Background - Inflammatory mechanisms could be involved in the pathogenesis of both insulin resistance and atherosclerosis. Therefore, we aimed at examining whether the proinflammatory cytokine tumor necrosis factor (TNF)-alpha inhibits insulin-stimulated glucose uptake and insulin-stimulated endothelial function in humans. Methods and Results - Healthy, lean male volunteers were studied. On each study day, 3 acetylcholine (ACh) or sodium nitroprusside (SNP) dose-response studies were performed by infusion into the brachial artery. Before and during the last 2 dose-response studies, insulin and/or TNF-alpha were coinfused. During infusion of insulin alone for 20 minutes, forearm glucose uptake increased by 220 +/- 44%. This increase was completely inhibited during coinfusion of TNF-alpha ( started 10 min before insulin) with a more pronounced inhibition of glucose extraction than of blood flow. Furthermore, TNF-alpha inhibited the ACh forearm blood flow response ( P < 0.001), and this inhibition was larger during insulin infusion (P = 0.01) but not further increased by N-G-monomethyl-L-arginine acetate (P = 0.2).

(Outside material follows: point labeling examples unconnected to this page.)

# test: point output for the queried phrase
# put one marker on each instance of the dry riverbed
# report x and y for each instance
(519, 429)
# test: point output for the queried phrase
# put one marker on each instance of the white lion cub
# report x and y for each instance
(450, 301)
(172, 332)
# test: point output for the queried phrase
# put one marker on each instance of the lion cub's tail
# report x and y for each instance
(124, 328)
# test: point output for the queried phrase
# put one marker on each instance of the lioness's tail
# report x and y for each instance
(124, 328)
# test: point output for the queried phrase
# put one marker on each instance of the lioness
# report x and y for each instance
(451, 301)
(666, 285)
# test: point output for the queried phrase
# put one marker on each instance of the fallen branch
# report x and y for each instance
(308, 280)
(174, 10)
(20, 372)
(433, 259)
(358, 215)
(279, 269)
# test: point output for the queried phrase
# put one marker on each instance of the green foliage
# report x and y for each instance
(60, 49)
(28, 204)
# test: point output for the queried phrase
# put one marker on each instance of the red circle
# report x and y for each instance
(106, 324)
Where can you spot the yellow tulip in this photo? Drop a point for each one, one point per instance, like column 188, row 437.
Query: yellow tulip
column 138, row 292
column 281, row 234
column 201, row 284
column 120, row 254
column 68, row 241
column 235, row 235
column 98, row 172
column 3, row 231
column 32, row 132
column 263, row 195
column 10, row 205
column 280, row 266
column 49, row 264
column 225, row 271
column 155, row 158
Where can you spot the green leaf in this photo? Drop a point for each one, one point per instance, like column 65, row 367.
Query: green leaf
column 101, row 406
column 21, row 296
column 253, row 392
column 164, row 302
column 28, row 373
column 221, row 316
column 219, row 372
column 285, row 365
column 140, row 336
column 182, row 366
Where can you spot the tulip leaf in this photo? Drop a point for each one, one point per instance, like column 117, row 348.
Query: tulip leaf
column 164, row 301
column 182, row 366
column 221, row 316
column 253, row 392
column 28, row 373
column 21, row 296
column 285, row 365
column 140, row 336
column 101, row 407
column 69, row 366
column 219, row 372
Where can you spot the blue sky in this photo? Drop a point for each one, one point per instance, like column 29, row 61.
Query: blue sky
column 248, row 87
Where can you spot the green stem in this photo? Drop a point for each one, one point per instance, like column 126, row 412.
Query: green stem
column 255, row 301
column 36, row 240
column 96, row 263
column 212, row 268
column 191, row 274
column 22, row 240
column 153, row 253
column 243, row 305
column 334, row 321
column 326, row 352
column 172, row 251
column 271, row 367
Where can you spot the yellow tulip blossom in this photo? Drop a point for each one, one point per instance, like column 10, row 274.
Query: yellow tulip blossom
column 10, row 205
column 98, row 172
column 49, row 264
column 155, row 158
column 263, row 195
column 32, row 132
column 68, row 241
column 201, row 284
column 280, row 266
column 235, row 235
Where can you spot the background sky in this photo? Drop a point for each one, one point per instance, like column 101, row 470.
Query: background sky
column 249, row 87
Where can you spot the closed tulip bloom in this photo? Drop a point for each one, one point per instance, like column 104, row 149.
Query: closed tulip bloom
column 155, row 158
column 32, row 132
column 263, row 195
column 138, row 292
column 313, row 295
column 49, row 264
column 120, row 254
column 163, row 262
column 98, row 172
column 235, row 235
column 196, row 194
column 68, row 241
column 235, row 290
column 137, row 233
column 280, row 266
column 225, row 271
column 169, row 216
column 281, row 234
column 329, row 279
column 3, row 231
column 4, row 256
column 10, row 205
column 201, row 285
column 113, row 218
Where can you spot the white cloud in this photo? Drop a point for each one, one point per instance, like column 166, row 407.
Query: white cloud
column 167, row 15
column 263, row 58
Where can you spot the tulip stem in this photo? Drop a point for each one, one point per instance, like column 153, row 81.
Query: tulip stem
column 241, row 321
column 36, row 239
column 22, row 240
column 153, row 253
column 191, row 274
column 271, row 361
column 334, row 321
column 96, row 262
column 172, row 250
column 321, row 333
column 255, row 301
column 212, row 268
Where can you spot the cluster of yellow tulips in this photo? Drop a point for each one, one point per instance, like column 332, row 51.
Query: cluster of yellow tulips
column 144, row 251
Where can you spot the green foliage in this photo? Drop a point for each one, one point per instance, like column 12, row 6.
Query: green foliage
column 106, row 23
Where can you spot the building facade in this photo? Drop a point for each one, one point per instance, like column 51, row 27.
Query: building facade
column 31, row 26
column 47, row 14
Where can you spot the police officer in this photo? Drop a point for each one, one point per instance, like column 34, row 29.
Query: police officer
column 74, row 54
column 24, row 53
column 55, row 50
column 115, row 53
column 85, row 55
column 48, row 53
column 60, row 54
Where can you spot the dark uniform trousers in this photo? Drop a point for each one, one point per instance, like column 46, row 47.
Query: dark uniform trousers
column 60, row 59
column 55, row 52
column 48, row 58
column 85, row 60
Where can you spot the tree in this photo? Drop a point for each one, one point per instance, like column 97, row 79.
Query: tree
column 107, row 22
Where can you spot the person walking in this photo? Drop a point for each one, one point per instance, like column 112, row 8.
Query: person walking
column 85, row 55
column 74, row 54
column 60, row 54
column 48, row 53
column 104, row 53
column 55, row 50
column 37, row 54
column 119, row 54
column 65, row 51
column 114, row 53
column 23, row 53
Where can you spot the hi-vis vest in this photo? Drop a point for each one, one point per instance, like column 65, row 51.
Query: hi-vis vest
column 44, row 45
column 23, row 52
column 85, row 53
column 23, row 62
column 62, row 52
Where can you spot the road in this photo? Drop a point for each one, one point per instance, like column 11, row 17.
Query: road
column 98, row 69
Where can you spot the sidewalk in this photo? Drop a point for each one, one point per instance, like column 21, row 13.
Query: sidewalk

Insulin potentiated the SNP response less than the ACh response and the effect of TNF-α was smaller (P < 0.001); TNF-alpha had no effect on the SNP response without insulin infusion. Thus, TNF-alpha inhibition of the combined response to insulin and ACh was likely mediated through inhibition of NO production. Conclusion - These results support the concept that TNF-alpha could play a role in the development of insulin resistance in humans, both in muscle and in vascular tissue.